Hoewel dit een bewonderenswaardig krachtige filmische uitspraak is, kan het in het echte leven iets moeilijker zijn om onze voorkeur voor het ene landschap boven het andere zo duidelijk te verwoorden.
Op de vraag waarom hij zich aangetrokken voelt tot de poolgebieden en niet tot bijvoorbeeld moerassen of bossen, komt Ginzburgs eerste antwoord uit zijn gevoel: "Het ijs heeft gewoon een bepaalde fascinatie voor me."
Maar terwijl hij door de sneeuw tuurt, die glinstert als glasstof, vindt hij meer om te zeggen: "Ik vind het ook heel leuk dat de mensheid de polen onlangs heeft ontdekt. Het was lange tijd de grens van wat mogelijk was. Dat onontdekte aspect geeft me kippenvel."
Van wetenschap naar foto's naar poolcruises
Ginzburg stopt even om op zijn radio te klikken en iets te zeggen tegen de bemanning op de Plancius. Ondertussen vertellen de gidsen de passagiers alles over een aantal walvisbotten verderop op het strand.
Plancius, het poolschip datonze groep door het noordpoolgebied vervoert, ligt voor anker in de baai achter ons, voorbij de vloot geparkeerde Zodiacs die ons naar de kust hebben gebracht. De bemanning heeft de hele tijd de voortgang van onze tocht in de gaten gehouden, deels als extra voorzorgsmaatregel tegen ijsberen.
Hoewel hij pas achter in de twintig is, is Ginzburg gewend aan deze mate van verantwoordelijkheid.
Hij begon met veldonderzoek en wetenschappelijke expedities en besloot dat dit de interessantste manier was om in de poolgebieden te werken. Daarna stapte hij over op een fulltime baan als fotojournalist en specialiseerde zich, niet verrassend, in expedities.
Het was dus geen grote sprong toen hij begon als gids voor Antarctische en Arctische reizenuiteindelijk werkte hij zich op tot expeditieleider.
"Ik vind het gewoon leuk om nieuwe dingen te ontdekken," zegt hij, terwijl hij zijn radio laat zakken en zich weer bij de wandeling voegt. "Ik mis internet en mobiele ontvangst niet, maar soms zou ik willen dat ik mijn gezin hier bij me had om deze geweldige momenten samen met mij te beleven."
Ontzag inboezemen voor Arctica en Antarctica
We wandelen ongeveer een uur langer en zien bezienswaardigheden die uit een andere wereld lijken te komen - of uit een eerdere versie van deze wereld.
Dan kondigt Ginzburg aan dat het tijd is om terug te gaan.

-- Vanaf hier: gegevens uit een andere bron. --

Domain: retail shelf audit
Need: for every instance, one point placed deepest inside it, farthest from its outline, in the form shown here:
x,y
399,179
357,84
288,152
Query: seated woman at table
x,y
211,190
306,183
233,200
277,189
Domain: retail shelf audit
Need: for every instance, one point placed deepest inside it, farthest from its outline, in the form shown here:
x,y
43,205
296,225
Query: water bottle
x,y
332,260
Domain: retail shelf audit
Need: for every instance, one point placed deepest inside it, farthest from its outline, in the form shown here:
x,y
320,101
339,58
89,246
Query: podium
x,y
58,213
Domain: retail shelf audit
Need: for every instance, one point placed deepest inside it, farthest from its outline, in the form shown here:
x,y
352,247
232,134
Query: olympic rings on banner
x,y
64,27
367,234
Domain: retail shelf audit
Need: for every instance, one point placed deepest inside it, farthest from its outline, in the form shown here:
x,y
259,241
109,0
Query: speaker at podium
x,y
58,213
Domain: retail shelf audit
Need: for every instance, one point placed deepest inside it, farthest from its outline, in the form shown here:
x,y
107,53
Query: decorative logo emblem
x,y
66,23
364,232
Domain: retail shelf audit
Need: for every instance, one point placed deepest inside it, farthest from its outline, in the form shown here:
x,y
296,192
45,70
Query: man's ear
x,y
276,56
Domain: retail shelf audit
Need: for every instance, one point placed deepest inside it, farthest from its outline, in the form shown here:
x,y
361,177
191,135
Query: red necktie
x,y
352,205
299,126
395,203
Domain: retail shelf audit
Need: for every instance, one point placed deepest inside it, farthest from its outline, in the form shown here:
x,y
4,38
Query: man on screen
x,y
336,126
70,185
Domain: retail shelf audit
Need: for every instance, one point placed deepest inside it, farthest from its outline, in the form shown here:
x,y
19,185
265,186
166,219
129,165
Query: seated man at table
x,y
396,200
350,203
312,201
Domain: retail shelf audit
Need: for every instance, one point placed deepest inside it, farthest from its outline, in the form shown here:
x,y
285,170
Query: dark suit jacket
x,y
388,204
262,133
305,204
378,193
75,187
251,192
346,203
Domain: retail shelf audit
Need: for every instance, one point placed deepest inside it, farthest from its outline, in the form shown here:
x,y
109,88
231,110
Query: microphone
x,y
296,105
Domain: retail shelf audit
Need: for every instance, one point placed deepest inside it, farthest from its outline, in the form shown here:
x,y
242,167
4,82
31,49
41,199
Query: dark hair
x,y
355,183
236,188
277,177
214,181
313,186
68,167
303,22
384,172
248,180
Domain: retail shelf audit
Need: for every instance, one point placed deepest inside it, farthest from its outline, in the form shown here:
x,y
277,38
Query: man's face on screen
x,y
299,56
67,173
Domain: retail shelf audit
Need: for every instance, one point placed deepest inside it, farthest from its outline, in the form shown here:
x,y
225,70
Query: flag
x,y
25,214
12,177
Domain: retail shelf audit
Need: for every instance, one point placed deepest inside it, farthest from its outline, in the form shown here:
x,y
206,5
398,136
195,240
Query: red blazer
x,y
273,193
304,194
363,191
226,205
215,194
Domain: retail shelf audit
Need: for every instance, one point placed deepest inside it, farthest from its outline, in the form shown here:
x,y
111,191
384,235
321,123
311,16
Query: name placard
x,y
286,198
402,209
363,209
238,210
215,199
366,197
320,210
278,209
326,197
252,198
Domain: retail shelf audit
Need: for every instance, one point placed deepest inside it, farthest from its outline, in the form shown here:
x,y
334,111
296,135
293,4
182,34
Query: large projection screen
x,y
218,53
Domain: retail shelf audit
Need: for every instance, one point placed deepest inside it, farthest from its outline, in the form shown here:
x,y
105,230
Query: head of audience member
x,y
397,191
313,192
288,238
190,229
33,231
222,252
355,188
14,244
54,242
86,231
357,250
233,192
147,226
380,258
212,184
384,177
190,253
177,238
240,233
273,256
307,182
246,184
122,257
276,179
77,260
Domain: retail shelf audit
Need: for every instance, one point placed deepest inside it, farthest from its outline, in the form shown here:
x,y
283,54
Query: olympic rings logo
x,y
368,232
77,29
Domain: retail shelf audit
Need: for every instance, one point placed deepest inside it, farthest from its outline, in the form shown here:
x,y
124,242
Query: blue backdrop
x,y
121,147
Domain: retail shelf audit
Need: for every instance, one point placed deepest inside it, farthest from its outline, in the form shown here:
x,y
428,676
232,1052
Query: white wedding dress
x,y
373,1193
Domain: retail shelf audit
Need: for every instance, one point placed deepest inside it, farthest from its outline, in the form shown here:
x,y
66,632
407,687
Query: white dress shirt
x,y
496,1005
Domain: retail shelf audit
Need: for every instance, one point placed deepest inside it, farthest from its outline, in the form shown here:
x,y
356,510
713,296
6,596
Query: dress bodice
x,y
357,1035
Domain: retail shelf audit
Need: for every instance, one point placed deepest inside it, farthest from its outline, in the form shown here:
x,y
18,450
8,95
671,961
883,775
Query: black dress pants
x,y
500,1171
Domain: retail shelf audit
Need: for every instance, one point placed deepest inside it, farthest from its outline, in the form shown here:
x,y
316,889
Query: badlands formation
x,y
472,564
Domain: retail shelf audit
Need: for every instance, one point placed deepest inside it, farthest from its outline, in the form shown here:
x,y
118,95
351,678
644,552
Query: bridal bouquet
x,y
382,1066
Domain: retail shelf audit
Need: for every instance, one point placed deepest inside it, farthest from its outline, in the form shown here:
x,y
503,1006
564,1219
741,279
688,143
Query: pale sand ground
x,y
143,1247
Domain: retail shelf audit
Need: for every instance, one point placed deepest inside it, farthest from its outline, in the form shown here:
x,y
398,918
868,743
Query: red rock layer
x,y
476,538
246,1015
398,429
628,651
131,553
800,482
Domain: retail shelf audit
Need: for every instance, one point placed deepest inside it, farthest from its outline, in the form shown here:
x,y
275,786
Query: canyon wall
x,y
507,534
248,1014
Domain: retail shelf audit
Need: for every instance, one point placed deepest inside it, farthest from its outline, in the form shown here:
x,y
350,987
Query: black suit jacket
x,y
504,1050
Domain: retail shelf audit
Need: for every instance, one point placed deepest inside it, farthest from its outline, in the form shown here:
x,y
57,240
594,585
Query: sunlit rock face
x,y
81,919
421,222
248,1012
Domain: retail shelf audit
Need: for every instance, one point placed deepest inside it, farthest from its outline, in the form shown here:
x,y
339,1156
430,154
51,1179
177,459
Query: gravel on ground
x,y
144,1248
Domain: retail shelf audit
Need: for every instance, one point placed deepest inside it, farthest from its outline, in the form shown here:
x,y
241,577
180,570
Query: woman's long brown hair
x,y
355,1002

De Plancius, nu miniatuur in de verre baai, wordt overschaduwd door de immensiteit van de omgeving en lijkt meer op een badspeeltje dat in een vijver dobbert dan op een met ijs versterkt poolschip.
Ginzburg draait zich ernaar toe en de gidsen nemen hun positie in. De passagiers volgen ons, scrollen door hun mobiele telefoons en camera's en vergelijken de digitale schatten die ze tijdens de tocht hebben vastgelegd.
"We hadden ooit een volledige charter met een educatief programma," herinnert Ginzburg zich, "vooral kinderen en leerkrachten. Het kan moeilijk zijn om kinderen te boeien na twee weken poolonderzoek, geschiedenis en geologie."
"Maar er was één jongen, David, die naar me toe kwam toen alle andere kinderen aan het spelen waren en niet echt koesterden waar ze waren. Hij vertelde me hoe mooi de toendra voor hem was, hoe geweldig hij het vond om alle dieren te zien. Op een keer zag hij een Poolvos en hij was zo opgewonden dat hij zijn camera liet vallen. Hij schreeuwde: 'Vos!' en sloeg zijn handen tegen zijn hoofd, waardoor hij bijna vergat om een foto te maken."
Ginzburg lacht als hij eraan terugdenkt: "Als ik ook maar één procent van de mensen met wie ik reis dat gevoel kan geven over de poolgebieden, ben ik blij met mijn werk."
Als we met hem teruggaan naar het schip, zijn we ervan overtuigd dat in zijn één procent de negentig zit waar we naar op zoek waren.